John Foster Dulles named a Corcoran buddy to supervise the plan to dump the Guatemala dictator (“Operation Success”), William Pawley who had worked with Corcoran and Chennault to set up the Flying Tigers. A rebel “liberation army” funded by the U. S. was set up and trained in Nicaragua. The Guatemalan dictator got wind of it; Tommy worked with the Dulles boys to set up a radio “Voice of Liberation.” One of the operatives assigned to him was E. Howard Hunt, later of Watergate fame. The dictator seeing the odds of the U. S. government rallying forces to defeat him tried to stimulate the Guatemalan army but key officers told him they could no longer support him, so he hightailed it into Mexico.

From that point, Guatemala installed a pro-Western government which was anti-communist and pro-United Fruit. Then Tommy went back to making a rather mundane but exceedingly affluent living, dabbling in conservative foreign policies with the aid of Anna Chennault.

“It’s very important that we continue this [anti-communist] activity after Nixon is gone,” he told me. “Understand, Nixon isn’t very damn good. He’s duplicitous and has no ideals. But I worry that the Democrats are veering to the Left and that won’t do us any good at all.”

Later I touched base with him when Gerald Ford was president.

“He’s so non-ideological he doesn’t realize the stakes,” he said. “Too much time in the House where he ran the minority. There’s a kind of psychosis that creeps up on veteran House members who are in the minority as long as Jerry has been. Willing to avoid fights, take the leavings that fall from the table.”

But later when I talked to him about Jimmy Carter, he was morose. “This is the first time in my lifetime that I look at this guy and say how the hell did you get there? I fear he’s the symbol of a weakened United States. Look at his statement about `an inordinate fear of Communism.’ He should be back shelling peanuts.”

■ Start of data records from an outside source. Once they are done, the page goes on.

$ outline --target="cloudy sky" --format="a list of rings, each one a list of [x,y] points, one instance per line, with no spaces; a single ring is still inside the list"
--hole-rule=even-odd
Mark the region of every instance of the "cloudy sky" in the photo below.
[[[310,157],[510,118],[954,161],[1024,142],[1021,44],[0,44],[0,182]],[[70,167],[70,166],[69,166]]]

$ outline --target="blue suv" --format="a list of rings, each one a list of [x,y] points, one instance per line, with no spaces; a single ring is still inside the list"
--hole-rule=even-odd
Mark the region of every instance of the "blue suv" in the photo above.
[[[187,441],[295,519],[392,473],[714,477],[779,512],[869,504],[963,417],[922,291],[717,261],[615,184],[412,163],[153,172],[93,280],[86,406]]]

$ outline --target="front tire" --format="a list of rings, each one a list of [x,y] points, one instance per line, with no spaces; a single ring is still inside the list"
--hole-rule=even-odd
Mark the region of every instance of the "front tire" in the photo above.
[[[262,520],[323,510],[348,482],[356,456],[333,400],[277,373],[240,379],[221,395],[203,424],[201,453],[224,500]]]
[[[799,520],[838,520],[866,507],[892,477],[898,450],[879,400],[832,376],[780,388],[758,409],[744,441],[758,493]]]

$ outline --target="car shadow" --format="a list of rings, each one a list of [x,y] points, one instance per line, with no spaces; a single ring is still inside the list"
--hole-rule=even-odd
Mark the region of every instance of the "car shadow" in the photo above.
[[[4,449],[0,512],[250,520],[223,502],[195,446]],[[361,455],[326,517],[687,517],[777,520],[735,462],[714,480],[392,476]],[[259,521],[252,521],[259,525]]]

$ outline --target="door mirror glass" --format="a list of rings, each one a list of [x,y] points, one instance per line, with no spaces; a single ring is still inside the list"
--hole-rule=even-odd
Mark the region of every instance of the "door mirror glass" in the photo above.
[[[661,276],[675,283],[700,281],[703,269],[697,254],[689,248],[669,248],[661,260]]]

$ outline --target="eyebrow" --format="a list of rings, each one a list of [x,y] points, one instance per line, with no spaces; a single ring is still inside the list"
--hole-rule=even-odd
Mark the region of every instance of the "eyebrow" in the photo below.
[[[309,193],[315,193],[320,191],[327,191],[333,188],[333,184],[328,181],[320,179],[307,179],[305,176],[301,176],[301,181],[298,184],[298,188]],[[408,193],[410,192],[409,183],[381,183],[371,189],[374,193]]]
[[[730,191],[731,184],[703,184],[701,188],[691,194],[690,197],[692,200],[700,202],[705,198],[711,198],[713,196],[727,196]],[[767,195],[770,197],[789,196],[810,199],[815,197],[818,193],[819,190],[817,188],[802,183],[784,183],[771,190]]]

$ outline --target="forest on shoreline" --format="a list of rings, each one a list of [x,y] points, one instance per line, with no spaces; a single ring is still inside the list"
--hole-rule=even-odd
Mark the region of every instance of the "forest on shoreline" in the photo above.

Ronald Reagan was his cup of tea. He sought manfully to try to be a player but the old heart wouldn’t hear of it. He died on Pearl Harbor Day, 1981. The funny thing is that some biographers call him a crook. Why I don’t know. He was a brilliant political player…willing to take risks…believing in absolutes. Since his death there has been no one like him. And sadly, maybe there never will be.